八話
黒い部屋の一室にて、宮廷魔術師達はジルから抜き取った呪いの一部を見つめながら声を上げた。
「これは・・」
「まさか。だが、これが本当にそうなのであれば!?」
「ダメだ。これは我ら以外に漏らしてはならない。・・・下手をすれば、国に混乱を招きかねない。」
「ですが、事実ならば・・・放っておくことは出来ません。国王陛下に報告すべきでは?」
「証拠がない・・・これはあくまでもまだ可能性の一つだ。」
「では、いかがなさいますか。」
「確実な証拠がない以上・・・これ以上どうにもできぬ。」
呪いの術式を解読していった先に見えたのは予想だにしない事実であった。魔術師らは心を決めると今までの研究成果を全て燃やし尽くした。
だが、それはつまりジルの命を救う事を諦めたという事。
決してそれは許される事ではない。だが、魔術師らはそれを決め、呪いの解読をやめた。
「国王陛下には、呪いは解呪不能であると説明をしよう。」
「あぁ。混乱を招くわけにはいかない。」
暗い部屋がさらに暗く感じる。魔術師らも決してジルの事が嫌いで今回の決定を下したわけではない。国の為、ひいては国民の為に決断したのだ。

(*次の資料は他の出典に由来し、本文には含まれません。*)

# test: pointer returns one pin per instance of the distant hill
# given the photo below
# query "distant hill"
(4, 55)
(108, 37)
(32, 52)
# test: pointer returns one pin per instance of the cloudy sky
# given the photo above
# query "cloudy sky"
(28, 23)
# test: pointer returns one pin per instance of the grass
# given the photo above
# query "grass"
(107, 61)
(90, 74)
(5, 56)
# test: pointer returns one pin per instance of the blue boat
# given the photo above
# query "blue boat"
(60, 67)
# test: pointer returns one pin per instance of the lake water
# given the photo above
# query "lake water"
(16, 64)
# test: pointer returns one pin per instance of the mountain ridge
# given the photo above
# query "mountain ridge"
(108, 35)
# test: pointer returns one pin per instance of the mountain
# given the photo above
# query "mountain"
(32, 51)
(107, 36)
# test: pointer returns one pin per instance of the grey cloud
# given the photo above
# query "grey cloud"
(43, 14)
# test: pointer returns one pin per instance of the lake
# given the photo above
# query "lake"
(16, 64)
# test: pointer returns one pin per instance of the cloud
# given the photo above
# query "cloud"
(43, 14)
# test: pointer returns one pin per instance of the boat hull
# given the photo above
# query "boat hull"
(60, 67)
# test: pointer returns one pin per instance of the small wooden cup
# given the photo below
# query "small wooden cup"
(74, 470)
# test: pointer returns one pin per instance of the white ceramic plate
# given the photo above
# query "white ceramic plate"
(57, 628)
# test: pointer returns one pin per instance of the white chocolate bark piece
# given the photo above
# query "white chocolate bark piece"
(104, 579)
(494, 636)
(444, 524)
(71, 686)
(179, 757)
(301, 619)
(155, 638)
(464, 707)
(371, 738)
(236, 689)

そんな、自らの運命を生と切り離される決断をされたジルはというと、ローズと共に今まさに死闘を繰り広げていた。
「ジル様、今日という今日は負けませんからね。」
「ふふ。ローズは負けず嫌いだな。僕は負けないけどね?」
机の上には、王族のたしなみである仮想ボードが置かれ、そこにてジル軍対ローズ軍の模擬対戦が行われていた。
かれこれ一時間、二人は睨み合いを続けていたのだが、最終的にジルに圧倒的大差で負けたローズは頭を押さえながらちらりとジルを見た。

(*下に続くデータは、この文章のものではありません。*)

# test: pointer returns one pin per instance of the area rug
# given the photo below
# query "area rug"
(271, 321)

ライアンには負けた事のないローズが、ジルの手のひらで転がされる。
少しずつ、ローズは心の中にとある疑問が渦巻いていっていた。
高い魔力。並外れた頭脳。それはライアンを凌ぐと言っても過言ではない。
まだ十歳の、そんなジル。現段階でライアンよりも優れていると言わざるをえない。
優秀すぎる王弟というのは、難儀なものだ。諍いの原因にもなりかねない。だが、何故今その諍いがうまれていないのかと言えば、ジルが呪いを受けたからである。

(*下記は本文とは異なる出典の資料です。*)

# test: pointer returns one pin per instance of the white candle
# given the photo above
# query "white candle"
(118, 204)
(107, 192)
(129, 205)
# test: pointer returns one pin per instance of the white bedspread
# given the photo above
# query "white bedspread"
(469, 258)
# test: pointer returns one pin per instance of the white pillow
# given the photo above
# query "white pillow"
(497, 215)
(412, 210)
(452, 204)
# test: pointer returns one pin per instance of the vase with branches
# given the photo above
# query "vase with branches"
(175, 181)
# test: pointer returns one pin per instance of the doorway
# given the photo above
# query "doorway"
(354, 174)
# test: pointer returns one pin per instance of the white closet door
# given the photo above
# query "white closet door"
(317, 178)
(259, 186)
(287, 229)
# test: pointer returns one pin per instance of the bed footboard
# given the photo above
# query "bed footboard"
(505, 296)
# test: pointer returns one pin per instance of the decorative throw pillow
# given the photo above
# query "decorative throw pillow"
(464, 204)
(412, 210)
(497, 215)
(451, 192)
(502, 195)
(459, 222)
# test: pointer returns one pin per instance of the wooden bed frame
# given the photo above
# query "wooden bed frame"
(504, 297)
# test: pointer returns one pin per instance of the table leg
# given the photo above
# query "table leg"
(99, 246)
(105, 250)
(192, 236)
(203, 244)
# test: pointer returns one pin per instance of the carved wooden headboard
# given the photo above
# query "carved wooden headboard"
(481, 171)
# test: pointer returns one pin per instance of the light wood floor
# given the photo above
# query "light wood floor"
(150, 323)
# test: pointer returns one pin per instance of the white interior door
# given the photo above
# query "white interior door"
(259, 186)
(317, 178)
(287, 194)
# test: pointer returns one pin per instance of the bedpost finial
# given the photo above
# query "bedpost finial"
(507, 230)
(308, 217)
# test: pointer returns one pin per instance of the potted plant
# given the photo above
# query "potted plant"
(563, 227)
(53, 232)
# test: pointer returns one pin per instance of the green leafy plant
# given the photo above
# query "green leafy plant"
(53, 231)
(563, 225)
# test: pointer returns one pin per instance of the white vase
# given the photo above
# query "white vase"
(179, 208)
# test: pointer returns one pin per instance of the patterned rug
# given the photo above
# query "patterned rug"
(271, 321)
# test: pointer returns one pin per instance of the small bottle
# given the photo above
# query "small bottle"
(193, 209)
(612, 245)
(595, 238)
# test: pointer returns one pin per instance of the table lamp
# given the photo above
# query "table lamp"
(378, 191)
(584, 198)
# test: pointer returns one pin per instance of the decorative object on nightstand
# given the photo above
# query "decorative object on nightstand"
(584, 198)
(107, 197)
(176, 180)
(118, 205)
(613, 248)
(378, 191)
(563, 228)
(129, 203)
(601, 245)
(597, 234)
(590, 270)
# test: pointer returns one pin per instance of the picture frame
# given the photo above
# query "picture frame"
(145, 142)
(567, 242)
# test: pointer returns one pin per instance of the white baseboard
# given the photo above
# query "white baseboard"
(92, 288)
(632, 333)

呪いのおかげでジルはその能力を発揮することなく、ここに閉じ込められている。
療養地とは名ばかりで、ここはジルにとっては監獄のようなものだ。
暗くなり、ローズはジルがベッドで眠ったのを確認すると、部屋を出て自室へと戻る。机の上には執事より届けられた、手紙が乗っている。
手紙を開き、ローズはないように目を通すと大きくため息をついた。
立ち上がりテラスへと出ると、暗い夜空に輝く月を見上げながらまた息をつく。
夜の風がローズの髪を優しく撫でていく。穏やかな夜のはずなのに、ローズの心の中は酷く荒れていた。ローズは手紙を魔力を使って燃やすと、部屋へと戻り覚悟を決める。
まずは、ジルの魔力をどうにかし、その上で、これからの事を考えなくてはならない。
ローズはジルの婚約者として彼の為にこれから生きていくことを、改めてこの夜誓ったのであった。